Children with pediatric sarcoma can be spared the additional radiation of single photon emission computed tomography (SPECT). PET/CT imaging alone does the trick, according to a study presented this week at the Society of Nuclear Medicine annual meeting in San Antonio.
Children with pediatric sarcoma can be spared the additional radiation of single photon emission computed tomography (SPECT). PET/CT imaging alone does the trick, according to a study presented this week at the Society of Nuclear Medicine annual meeting in San Antonio.
Sarcomas of the bone and soft tissue make up more than 13 percent of tumors among children, with approximately 1,500 new cases in the United States each year.

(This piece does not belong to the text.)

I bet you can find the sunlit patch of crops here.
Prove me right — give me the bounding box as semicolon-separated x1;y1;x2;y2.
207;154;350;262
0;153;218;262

The study, led by Franziska Walter, MD, of the University of California Los Angeles, compared the PET/CT scans and bone scans (technetium-99m methylene diphosphonate SPECT scans) of 29 pediatric patients (26 boys and six girls, average age 12 years). The study was retrospective, considering scans from January 2006 to February 2010. Twenty one of the patients (72 percent) had bone sarcoma; eight (28 percent) had tissue sarcoma.
A total of 39 paired scans were acquired, with some patients having been scanned more than once. Two observers read the SPECT scans, with two other readers simultaneously considered the PET/CT scans. Later, three readers assessed the PET/CT and SPECT scans side-by-side.
Twenty of the 39 studies showed malignant bone lesions, as established by reference standard. PET/CT found them all, the researchers found, compared to a SPECT accuracy of 80 percent. In three cases in which the disease was metastatic, SPECT scans spotted one; PET/CT identified them all.
“The current study strongly suggests that 99Tc-MDP bone imaging does not provide an additional diagnostic value over PET/CT imaging alone in pediatric sarcoma patients,” the researchers concluded, suggesting that physicians limit radiation exposure by omitting the SPECT scans.